Rob Harbour, the manager of Ebey’s Landing National Historical Reserve, said the house wasn’t on the national historical register, but it definitely had local historical significance. It was built in 1912 for the brother of Capt. Thomas Coupe. While the town is named in honor of Thomas Coupe, Harbour said he doesn’t have records of his brother’s name.

Harbour said the house’s architectural style is considered “vernacular residential.” It stayed in the Coupe family until 1960, when the Davises bought it.

Leslie Hardesty and her brother and sister, Stephen Davis and Becky Gorlick, grew up in the house and graduated from Coupeville High School.

Probably the most unusual thing about the house is that the family believes it was haunted by the apparition of a cigar-smoking man.

Leslie said the ghost mainly stayed upstairs, where family members often smelled the odor of cigar smoke. Her sister refused to stay upstairs after the ghost “tried to pull her off the bed,” Leslie said.

Leslie and her husband were sleeping upstairs in the house one night. He woke up to see the form of a man in the bedroom. The spirit tried to pull his blankets off.

Another time, a roofer working on the house complained that he felt someone watching him intently. Wayne Davis nonchalantly explained it was his ghost.

But maybe the poltergeist got tired of living alone.

“One of the first things I thought,” Leslie said, “was that maybe the ghost threw down his cigar and started the fire.”

She believes the ghost is probably gone now.

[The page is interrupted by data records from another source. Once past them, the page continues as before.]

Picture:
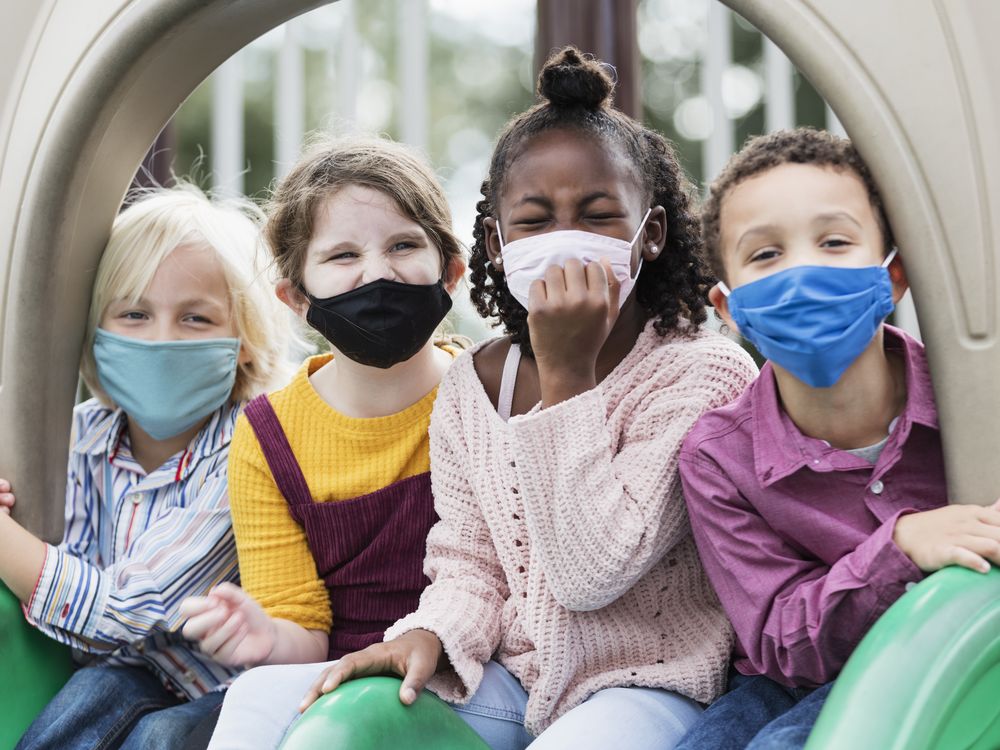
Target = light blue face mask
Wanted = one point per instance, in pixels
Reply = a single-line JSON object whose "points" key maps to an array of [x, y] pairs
{"points": [[167, 387], [813, 321]]}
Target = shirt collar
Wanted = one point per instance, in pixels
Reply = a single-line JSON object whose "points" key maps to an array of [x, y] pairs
{"points": [[780, 449], [105, 434]]}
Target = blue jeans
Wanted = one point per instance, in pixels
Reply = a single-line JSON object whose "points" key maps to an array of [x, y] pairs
{"points": [[262, 705], [757, 714], [112, 708]]}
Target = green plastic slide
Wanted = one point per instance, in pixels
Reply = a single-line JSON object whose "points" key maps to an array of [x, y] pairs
{"points": [[366, 714], [927, 675], [32, 669]]}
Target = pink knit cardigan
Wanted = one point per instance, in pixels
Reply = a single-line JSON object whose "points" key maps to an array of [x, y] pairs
{"points": [[563, 548]]}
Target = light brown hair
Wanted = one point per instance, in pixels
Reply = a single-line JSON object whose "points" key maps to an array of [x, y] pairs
{"points": [[331, 164]]}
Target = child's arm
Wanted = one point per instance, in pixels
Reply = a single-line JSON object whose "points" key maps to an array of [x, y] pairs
{"points": [[464, 603], [277, 568], [184, 551], [604, 505], [234, 630], [796, 618]]}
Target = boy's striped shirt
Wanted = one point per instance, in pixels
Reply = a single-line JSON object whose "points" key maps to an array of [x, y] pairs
{"points": [[135, 546]]}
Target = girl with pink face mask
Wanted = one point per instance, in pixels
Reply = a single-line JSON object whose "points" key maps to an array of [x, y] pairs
{"points": [[567, 606]]}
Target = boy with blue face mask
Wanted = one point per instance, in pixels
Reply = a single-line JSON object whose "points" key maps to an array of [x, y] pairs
{"points": [[818, 497], [183, 328]]}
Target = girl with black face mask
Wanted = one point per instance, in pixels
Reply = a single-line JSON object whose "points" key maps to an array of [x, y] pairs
{"points": [[329, 477]]}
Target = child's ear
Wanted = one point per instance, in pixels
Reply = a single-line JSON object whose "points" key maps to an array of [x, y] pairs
{"points": [[654, 236], [492, 241], [721, 304], [454, 273], [293, 298], [897, 274]]}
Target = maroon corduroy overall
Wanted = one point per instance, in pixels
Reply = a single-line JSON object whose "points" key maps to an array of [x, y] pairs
{"points": [[368, 550]]}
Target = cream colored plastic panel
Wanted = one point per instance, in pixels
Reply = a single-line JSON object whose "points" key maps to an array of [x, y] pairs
{"points": [[915, 83], [84, 89]]}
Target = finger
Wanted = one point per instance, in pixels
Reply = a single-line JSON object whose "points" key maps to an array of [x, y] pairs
{"points": [[986, 547], [966, 558], [329, 680], [989, 515], [555, 281], [614, 286], [575, 277], [226, 652], [201, 626], [538, 295], [215, 640], [419, 670]]}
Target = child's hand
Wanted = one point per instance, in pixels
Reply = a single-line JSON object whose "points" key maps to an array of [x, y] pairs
{"points": [[230, 626], [6, 497], [570, 315], [966, 535], [413, 656]]}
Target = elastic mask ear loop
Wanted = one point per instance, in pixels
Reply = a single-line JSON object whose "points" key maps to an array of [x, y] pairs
{"points": [[642, 225], [499, 258]]}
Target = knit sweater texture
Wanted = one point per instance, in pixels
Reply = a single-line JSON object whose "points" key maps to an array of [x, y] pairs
{"points": [[564, 549], [342, 458]]}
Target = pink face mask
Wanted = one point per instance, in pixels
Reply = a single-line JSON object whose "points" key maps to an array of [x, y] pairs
{"points": [[527, 259]]}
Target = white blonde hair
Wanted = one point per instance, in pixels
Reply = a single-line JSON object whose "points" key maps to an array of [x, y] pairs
{"points": [[151, 228]]}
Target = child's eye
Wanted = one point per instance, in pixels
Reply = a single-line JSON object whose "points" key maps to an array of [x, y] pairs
{"points": [[835, 242], [766, 253]]}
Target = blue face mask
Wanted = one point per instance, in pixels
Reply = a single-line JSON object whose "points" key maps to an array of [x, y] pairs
{"points": [[167, 387], [813, 321]]}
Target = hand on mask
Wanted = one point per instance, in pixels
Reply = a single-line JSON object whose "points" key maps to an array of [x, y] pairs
{"points": [[570, 314], [6, 497]]}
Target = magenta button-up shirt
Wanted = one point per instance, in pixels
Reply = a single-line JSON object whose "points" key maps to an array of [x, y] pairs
{"points": [[796, 536]]}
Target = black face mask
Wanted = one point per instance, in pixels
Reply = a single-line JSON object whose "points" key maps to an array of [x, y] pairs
{"points": [[381, 323]]}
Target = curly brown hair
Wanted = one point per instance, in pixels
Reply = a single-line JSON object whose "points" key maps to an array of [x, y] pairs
{"points": [[575, 93], [764, 152]]}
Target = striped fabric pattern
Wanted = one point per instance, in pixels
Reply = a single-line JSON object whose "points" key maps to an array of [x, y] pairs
{"points": [[135, 546]]}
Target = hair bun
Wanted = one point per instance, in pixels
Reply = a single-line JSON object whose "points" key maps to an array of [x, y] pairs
{"points": [[571, 79]]}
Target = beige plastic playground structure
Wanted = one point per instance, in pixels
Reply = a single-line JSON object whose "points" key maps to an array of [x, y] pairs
{"points": [[86, 86]]}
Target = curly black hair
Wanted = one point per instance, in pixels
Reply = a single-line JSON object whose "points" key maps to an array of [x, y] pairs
{"points": [[575, 92]]}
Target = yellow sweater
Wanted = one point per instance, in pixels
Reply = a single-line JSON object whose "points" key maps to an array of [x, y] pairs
{"points": [[342, 458]]}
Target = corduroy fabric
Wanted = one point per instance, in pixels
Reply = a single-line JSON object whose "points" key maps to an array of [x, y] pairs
{"points": [[341, 458], [369, 551]]}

The family has a lot of memories invested in the home. They used to keep a horse in a long-gone barn out back. They raised ducks and Weimeraner puppies. The sisters shared the upstairs and would sneak out the window in the middle of the night.

Their parents, Wayne and Dorothy, lived at the house and were active members of the community until Dorothy died two years ago. Leslie spread some of her mother’s ashes in the gardens around the house.

In recent years, the couple had spent a lot of time and money remodeling and re-furnishing the house. It had new carpeting, new furniture, new appliances — all of which are gone now.

Only one bedroom, which had a shut door, was unravaged by the fire. Mick said he was able to rescue furniture and pictures from the room.

Fortunately, everything was insured. According to Biller, the house was insured for $160,000 and the contents were insured for $115,000.

Leslie said she “doesn’t have a clue” what her father plans to do with the lot, which has a gorgeous view of Penn Cove and Mount Baker.

For now, passers-by probably probably wouldn’t even notice the fire damage if it wasn’t for the yellow fire department tape. The front of the house stands like a facade from a movie, hiding the burned-out shell behind.